Cada 19 de noviembre, el mundo entero se une en torno a la inaplazable necesidad de prevenir el abuso sexual en niños y niñas al conmemorar el Día Mundial para la Prevención del Abuso Infantil. Se trata de un flagelo que atenta contra la integridad, dignidad y el sano desarrollo de las y los menores de edad, y que en México alcanza cifras alarmantes

Los abusos y la explotación a niños, niñas y adolescentes no distinguen país, raza, cultura o condición social. La OMS informa que una de cada cinco niñas y uno de cada trece niños en el mundo son abusados sexualmente, y apenas el 10% de los casos son denunciados. En América Latina no menos de 6 millones de niños, niñas y adolescentes son objeto de agresiones severas y 80 mil mueren cada año por la violencia que se presenta al interior de sus hogares, según la UNICEF.

En México, la tasa de violación de niñas y niños es de 1,764 por cada 100 mil habitantes. El INEGI (2017) calcula que una de cada cuatro niñas y uno de cada seis niños sufren abuso sexual antes de cumplir la mayoría de edad y 5 mil de cada 100 mil sufren tocamientos. Cada número es una persona, tiene un nombre, un rostro y unos sueños: es una vida humana.

Urge entonces hablar en voz alta sobre este asunto y tomar todas las medidas tanto a nivel familiar, local, nacional como internacional. Cada 19 de noviembre, desde el año 2000, se conmemora el Día Mundial para la Prevención del Abuso contra los niños y niñas. Una fecha para poner en evidencia la magnitud de este problema y exigir a los Estado las políticas necesarias para afrontarlo.

Consiste en una oportunidad para visibilizar, fortalecer y coordinar acciones para prevenir y crear acciones urgentes y eficaces para atender y proteger a los menores de edad, así como para avanzar hacia la garantía de sus derechos y de una vida plena, libre de violencia. En la misma línea, México ha declarado también el 19 de noviembre como el Día Nacional contra el Abuso Sexual Infantil.

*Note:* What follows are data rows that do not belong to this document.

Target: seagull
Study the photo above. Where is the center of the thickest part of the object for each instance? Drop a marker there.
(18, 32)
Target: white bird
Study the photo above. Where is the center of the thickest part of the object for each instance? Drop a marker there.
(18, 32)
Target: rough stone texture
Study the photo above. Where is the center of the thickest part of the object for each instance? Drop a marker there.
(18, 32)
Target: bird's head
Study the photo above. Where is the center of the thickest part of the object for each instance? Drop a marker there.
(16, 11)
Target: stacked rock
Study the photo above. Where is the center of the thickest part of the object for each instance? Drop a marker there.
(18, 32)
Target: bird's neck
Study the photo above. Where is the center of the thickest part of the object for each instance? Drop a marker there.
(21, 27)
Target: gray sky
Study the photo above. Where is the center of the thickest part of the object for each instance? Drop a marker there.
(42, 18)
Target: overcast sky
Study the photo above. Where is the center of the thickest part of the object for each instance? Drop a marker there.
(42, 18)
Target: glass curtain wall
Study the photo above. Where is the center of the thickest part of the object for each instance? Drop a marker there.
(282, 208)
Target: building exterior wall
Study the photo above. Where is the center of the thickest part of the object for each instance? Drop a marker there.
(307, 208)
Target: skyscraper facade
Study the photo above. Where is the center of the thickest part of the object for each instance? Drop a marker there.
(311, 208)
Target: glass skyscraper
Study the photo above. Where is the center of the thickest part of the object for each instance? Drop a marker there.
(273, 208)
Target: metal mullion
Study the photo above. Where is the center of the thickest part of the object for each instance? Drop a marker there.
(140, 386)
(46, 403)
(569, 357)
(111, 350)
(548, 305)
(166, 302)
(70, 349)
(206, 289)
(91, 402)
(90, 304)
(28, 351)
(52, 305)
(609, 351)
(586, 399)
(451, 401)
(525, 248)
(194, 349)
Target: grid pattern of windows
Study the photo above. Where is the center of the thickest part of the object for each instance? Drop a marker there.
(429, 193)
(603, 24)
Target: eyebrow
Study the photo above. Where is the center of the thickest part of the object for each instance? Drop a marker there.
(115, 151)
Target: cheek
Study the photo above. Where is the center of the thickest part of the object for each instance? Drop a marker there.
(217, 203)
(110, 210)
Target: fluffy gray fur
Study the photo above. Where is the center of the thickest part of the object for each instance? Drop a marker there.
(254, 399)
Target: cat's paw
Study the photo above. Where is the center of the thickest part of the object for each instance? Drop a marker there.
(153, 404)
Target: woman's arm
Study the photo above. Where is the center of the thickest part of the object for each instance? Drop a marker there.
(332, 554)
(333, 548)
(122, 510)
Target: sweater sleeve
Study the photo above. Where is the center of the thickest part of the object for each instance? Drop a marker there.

Esta fecha hace sinergia con el día posterior, el 20 de noviembre, cuando se celebra en muchos países del mundo el Día de los Derechos del Niño y la Niña y, asimismo, la entrada en vigencia de la Convención sobre los Derechos de los Niños y las Niñas.

Qué es el abuso

El abuso sexual y la explotación de los niños y niñas puede tomar diversas formas, pero, en cualquiera de ellas es un delito. Se refiere, por ejemplo, a cuando un adulto utiliza a un niño o niña para estimularse sexualmente a sí mismo o a otras personas; a compartir material pornográfico que involucre a niños; a obligar a un niño o niña a desnudarse o exponer sus genitales, entre otros.  

Más que en espacios ajenos, la violencia sexual infantil y adolescente ocurre especialmente en el hogar o la escuela. La Encuesta Nacional sobre la Dinámica de las Relaciones en los Hogares (ENDIREH) de 2016 informó que en el 66.8% de los casos de violencia sexual infantil en México, la persona agresora fue un familiar.

Las niñas, niños o adolescentes víctimas de estos delitos pueden presentar consecuencias graves a nivel físico, psicológico y social, como el padecimiento de infecciones de transmisión sexual, embarazos no planeados, trastornos psicológicos, estigmas, discriminación y dificultades o deserción escolar, entre otras dificultades.

Responsabilidad de todos

La prevención en contra del abuso infantil se fundamenta en los artículos 19 y 34

de la Convención Internacional de los Derechos del Niño. En ellos se expresa que los Estados partes adoptarán todas las medidas necesarias para proteger a las niñas, niños y adolescentes en contra de cualquier forma de abuso o explotación.

Sin embargo, la prevención del abuso sexual a niñas, niños y adolescentes debe ser, sin duda, un desafío de cada uno de los actores de una sociedad y de todas las personas que la conformamos. Escuchemos, platiquemos con los niños y niñas, y por supuesto, denunciemos, y exijamos respuestas y justicia, no permitamos que estos hechos degradantes queden en la sombra y la impunidad.

Eliminar y prevenir este tipo de violencias es parte clave de las metas de la Agencia 2030 y cada persona debe asumir la responsabilidad que tiene en la protección integral de la infancia. Inversión Social de Nacional Monte de Piedad reitera su compromiso con la infancia mexicana y su desarrollo libre de violencia, abuso y dolor. Todos juntos trabajemos contra el abuso de niñas, niños y adolescentes. ¡Sólo unidos lo lograremos!